July 7th, 2003
Coca and the Congressman
Map: South America: Suriname

Capital: Paramaribo
Population: 435,000 (UN, 2003)
Year of Independence: 1975, from the Netherlands
Type of Government: Constitutional Democracy
GNP: $1.5 billion (2000 est.)

Natural Resources: timber, hydropower, fish, kaolin, shrimp, bauxite, gold, and small amounts of nickel, copper, platinum, iron ore

Political Parties: Democratic Alternative ’91 or DA ’91 (a coalition of the Alternative Forum or AF and Party for Brotherhood and Unity in Politics or BEP, formed in January 1991); Democratic National Platform 2000 or DNP 2000 (coalition of two parties, Democratic Party and Democrats of the 21st Century); Independent Progressive Democratic Alternative (OPDA); Millennium Combination (MC) [a coalition of three parties, Democratic Alternative, Party for National Unity and Solidarity, and National Democratic Party]; National Democratic Party (NDP); Naya Kadam (NK); Party for Renewal and Democracy (BVD); Party of National Unity and Solidarity (KTPI); Pertjaja Luhur; Progressive Workers’ and Farm Laborers’ Union (PALU); The New Front (NF) [a coalition of four parties Suriname National Party or NPS, Progressive Reform Party or VHP, Suriname Labor Party or SPA, and Pertjaja Luhur]; The Progressive Development Alliance (a combination of three parties, Renewed Progressive Party or HPP, Party of the Federation of Land Workers or PVF, and Suriname Progressive People’s Party or PSV)

Suriname has a heritage of Indian Asian and mixed African and European people, with a large Indonesian minority.
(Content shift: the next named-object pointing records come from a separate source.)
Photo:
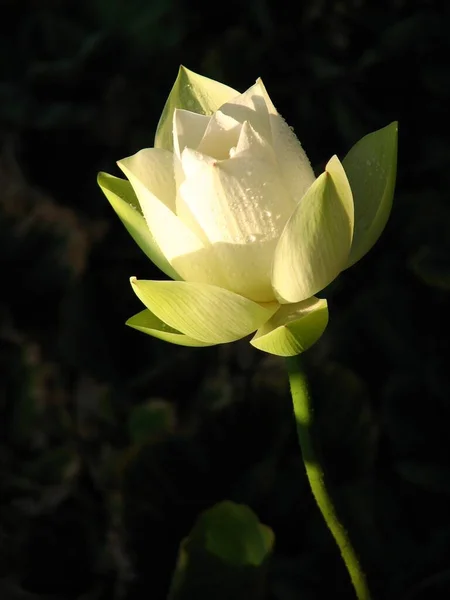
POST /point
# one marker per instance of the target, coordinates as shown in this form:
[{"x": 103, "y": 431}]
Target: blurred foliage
[{"x": 111, "y": 443}]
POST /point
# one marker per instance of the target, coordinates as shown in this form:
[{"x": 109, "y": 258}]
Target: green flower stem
[{"x": 303, "y": 411}]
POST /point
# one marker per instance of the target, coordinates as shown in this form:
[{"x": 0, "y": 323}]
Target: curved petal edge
[
  {"x": 293, "y": 328},
  {"x": 371, "y": 167},
  {"x": 122, "y": 198},
  {"x": 204, "y": 312},
  {"x": 149, "y": 323}
]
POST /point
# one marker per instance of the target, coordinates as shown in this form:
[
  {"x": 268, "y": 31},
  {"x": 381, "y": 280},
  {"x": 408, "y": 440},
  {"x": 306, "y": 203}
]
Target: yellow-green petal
[
  {"x": 293, "y": 328},
  {"x": 315, "y": 244},
  {"x": 192, "y": 92},
  {"x": 122, "y": 198},
  {"x": 371, "y": 167},
  {"x": 201, "y": 311},
  {"x": 149, "y": 323}
]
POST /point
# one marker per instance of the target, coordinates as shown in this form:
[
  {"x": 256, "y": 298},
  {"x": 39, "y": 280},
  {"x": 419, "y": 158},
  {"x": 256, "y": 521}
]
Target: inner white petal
[
  {"x": 220, "y": 136},
  {"x": 188, "y": 129},
  {"x": 250, "y": 106},
  {"x": 241, "y": 206}
]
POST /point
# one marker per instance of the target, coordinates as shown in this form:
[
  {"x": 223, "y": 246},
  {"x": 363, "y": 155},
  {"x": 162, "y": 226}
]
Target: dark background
[{"x": 111, "y": 442}]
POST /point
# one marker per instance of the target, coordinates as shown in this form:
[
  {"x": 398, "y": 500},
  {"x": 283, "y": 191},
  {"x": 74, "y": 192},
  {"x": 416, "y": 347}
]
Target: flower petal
[
  {"x": 221, "y": 134},
  {"x": 151, "y": 169},
  {"x": 188, "y": 129},
  {"x": 203, "y": 312},
  {"x": 250, "y": 106},
  {"x": 191, "y": 92},
  {"x": 293, "y": 328},
  {"x": 188, "y": 255},
  {"x": 241, "y": 206},
  {"x": 122, "y": 198},
  {"x": 294, "y": 164},
  {"x": 314, "y": 247},
  {"x": 149, "y": 323},
  {"x": 371, "y": 167}
]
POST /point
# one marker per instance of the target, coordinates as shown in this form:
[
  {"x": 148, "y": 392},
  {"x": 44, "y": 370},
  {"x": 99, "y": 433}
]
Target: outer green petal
[
  {"x": 203, "y": 312},
  {"x": 315, "y": 244},
  {"x": 123, "y": 200},
  {"x": 293, "y": 328},
  {"x": 190, "y": 92},
  {"x": 371, "y": 167},
  {"x": 147, "y": 322}
]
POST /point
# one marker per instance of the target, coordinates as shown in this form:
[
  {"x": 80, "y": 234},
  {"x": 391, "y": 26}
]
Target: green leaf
[
  {"x": 203, "y": 312},
  {"x": 371, "y": 167},
  {"x": 149, "y": 323},
  {"x": 315, "y": 244},
  {"x": 192, "y": 92},
  {"x": 225, "y": 556},
  {"x": 122, "y": 198},
  {"x": 293, "y": 328}
]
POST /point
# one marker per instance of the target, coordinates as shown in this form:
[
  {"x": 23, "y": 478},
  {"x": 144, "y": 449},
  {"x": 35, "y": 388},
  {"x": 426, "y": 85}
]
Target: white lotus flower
[{"x": 227, "y": 205}]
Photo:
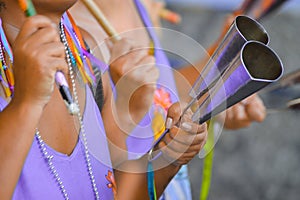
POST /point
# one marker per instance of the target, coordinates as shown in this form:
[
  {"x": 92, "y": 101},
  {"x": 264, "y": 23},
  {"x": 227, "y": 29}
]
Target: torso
[{"x": 36, "y": 181}]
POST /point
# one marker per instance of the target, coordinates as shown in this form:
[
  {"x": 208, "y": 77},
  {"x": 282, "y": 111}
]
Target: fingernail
[
  {"x": 169, "y": 123},
  {"x": 244, "y": 102},
  {"x": 186, "y": 126}
]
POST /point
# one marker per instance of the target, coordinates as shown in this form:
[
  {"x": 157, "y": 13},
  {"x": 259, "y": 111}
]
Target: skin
[
  {"x": 38, "y": 54},
  {"x": 239, "y": 116}
]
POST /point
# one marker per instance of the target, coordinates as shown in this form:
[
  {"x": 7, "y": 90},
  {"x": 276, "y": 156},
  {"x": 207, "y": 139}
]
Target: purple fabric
[
  {"x": 36, "y": 181},
  {"x": 3, "y": 104},
  {"x": 141, "y": 139}
]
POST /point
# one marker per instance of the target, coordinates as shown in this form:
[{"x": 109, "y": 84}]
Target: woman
[{"x": 45, "y": 152}]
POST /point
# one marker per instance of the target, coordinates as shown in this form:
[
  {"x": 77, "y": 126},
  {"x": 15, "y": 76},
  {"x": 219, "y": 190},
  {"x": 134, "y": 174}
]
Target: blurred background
[{"x": 262, "y": 161}]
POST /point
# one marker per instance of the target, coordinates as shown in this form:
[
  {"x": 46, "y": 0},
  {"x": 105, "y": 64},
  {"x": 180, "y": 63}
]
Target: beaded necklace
[
  {"x": 72, "y": 60},
  {"x": 6, "y": 60}
]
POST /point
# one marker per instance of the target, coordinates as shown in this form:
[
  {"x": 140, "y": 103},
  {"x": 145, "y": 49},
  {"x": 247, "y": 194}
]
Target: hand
[
  {"x": 134, "y": 73},
  {"x": 182, "y": 142},
  {"x": 244, "y": 113},
  {"x": 38, "y": 54}
]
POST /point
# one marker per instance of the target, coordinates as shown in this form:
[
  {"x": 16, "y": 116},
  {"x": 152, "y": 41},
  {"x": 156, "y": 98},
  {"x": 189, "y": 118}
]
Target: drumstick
[{"x": 101, "y": 19}]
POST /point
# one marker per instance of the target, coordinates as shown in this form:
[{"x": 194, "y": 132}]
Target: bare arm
[{"x": 36, "y": 46}]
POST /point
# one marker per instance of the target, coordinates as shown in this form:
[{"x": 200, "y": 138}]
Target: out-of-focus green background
[{"x": 262, "y": 161}]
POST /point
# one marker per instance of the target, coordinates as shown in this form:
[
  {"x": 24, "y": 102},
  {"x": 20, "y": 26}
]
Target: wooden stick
[
  {"x": 170, "y": 16},
  {"x": 101, "y": 19}
]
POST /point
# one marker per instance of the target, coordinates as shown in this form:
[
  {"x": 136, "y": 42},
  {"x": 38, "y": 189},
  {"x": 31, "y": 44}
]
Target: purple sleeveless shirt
[
  {"x": 36, "y": 181},
  {"x": 142, "y": 138}
]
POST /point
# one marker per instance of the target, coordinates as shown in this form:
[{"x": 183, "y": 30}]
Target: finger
[
  {"x": 168, "y": 153},
  {"x": 175, "y": 145},
  {"x": 58, "y": 64},
  {"x": 193, "y": 128},
  {"x": 174, "y": 112},
  {"x": 186, "y": 138}
]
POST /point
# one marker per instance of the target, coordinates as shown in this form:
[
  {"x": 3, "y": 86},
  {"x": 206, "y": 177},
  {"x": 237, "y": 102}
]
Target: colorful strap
[
  {"x": 208, "y": 162},
  {"x": 151, "y": 182},
  {"x": 6, "y": 60}
]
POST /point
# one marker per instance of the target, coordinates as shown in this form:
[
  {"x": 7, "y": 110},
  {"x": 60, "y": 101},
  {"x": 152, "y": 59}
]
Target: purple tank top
[
  {"x": 36, "y": 181},
  {"x": 143, "y": 136}
]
Ethnic separation exists socially and politically in Suriname, where groups rarely converge outside the marketplace. Suriname’s rain forests cover a large part of its land, making the cultivated coastal plains an important feature of the country’s topography, as agriculture and exports of food products comprise a significant portion of its economy. The majority (70 percent) of Suriname’s revenues comes from the mineral bauxite. This dependence makes it highly vulnerable to market fluctuations, and its lack of development in the tourist trade leaves it without an economic safety net. Suriname has experienced several military coups and endured a civil war since its independence in 1975. Civilian rule was finally restored in 1996 after several bouts with corruption and the jostling of several parties, including the National Democratic Party and the New Front for Democracy, the party of the current president, Ronald Venetiaan.